Davacılar vekili, davalının trafik sigortacısı olduğu aracın 13.10.2008 tarihinde müvekkillerinin oğlu … .’e çarpması neticesinde desteğin vefat ettiğini, …. plakalı aracın trafik sigortacısı davalı … . Sigorta A.Ş’nin 7.745,00 TL ödeme yaptığını, ancak müvekkilinin zararının daha fazla olduğunu ileri sürerek, toplam 8.000,00 TL destekten yoksun kalma tazminatının davalıdan tahsiline karar verilmesini talep ve dava etmiştir.
Davalı vekili, müvekkili şirketin poliçeden kaynaklanan sorumluluğunu ödeme yaparak yerine getirdiğini savunarak, davanın reddini istemiştir.
Mahkemece, toplanan delillere göre davalı sigorta şirketi tarafından kaza sonrası miraçılara ödeme yapıldığı, davacıların karşılanmayan zararların mevcut olmadığı gerekçesiyle davanın reddine karar verilmiş; hüküm, davacılar vekili tarafından temyiz edilmiştir.Dava, trafik kazasından kaynaklanan destekten yoksun kalma tazminatı istemine ilişkindir.
KTK’nun 111/2. maddesinde “bu kanunda öngörülen hukuki sorumluluğu kaldıran veya daraltan anlaşmalar geçersizdir. Tazminat miktarlarına ilişkin olup da, yetersiz veya fahiş olduğu açıkça belli olan anlaşmalar veya uzlaşmalar
yapıldıkları tarihten başlayarak iki yıl içinde iptal edilebilir” hükmüne yer verilmiştir. Yasanın bu hükmünden yararlanmak için ibra belgesinin iptalini açıkça veya ayrıca istenmesine gerek olmayıp, dava sırasında bu husus ileri sürülebileceği gibi, yapıldığı tarihten itibaren 2 yıl içinde hükümlerinin kabul edilmediğine ilişkin bir irade açıklaması da yeterlidir. Bu düzenlemeye göre açılan dava süresinde olup, mahkemece yapılacak iş, ilk önce ödeme tarihi itibariyle yapılan ödemenin yetersiz olup olmadığının belirlenmesidir.

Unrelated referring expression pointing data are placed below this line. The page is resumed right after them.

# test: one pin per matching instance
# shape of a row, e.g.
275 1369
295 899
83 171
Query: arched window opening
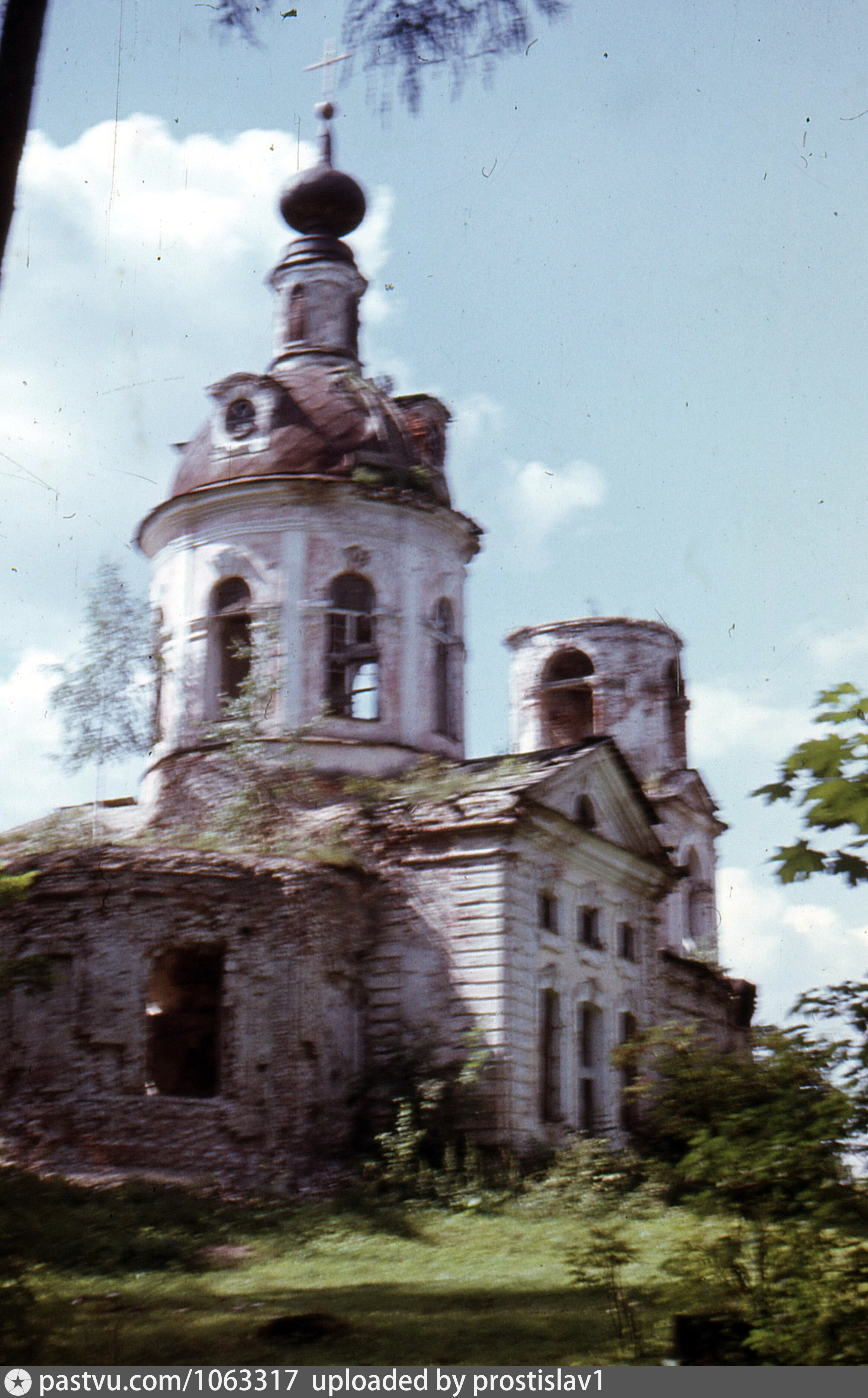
241 419
700 901
232 637
550 1056
678 709
590 1062
567 699
444 670
298 314
353 660
628 1074
184 1024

Bunun için ödeme tarihi verileri dikkate alınarak yapılacak hesaplama sonucu bulunacak tutar ile ödeme miktarının karşılaştırılarak, ödemenin yeterli bulunması halinde, ibra nedeni ile davanın reddine karar verilmesi gerekir. Şayet ödemenin yetersiz olduğu anlaşılırsa, bu kez karar tarihine en yakın veriler dikkate alınarak tazminat hesaplanmalı ve zarar ve yarar denkleştirilmesi ilkesi gereğince, davalı tarafından yapılan ödemeye hesaplama yapıldığı tarihe kadar geçen süre için yasal faiz uygulanarak, hesaplanan tutardan mahsup edilmelidir. Mahkemece, eksik incelemeyle, yazılı şekilde davanın reddine karar vermesi doğru olmamıştır.
SONUÇ: Yukarıda açıklanan nedenlerle, davacılar vekilinin temyiz itirazlarının kabulüyle hükmün BOZULMASINA peşin alınan harcın istek halinde temyiz eden davacılara geri verilmesine 11.9.2014 gününde oybirliğiyle karar verildi.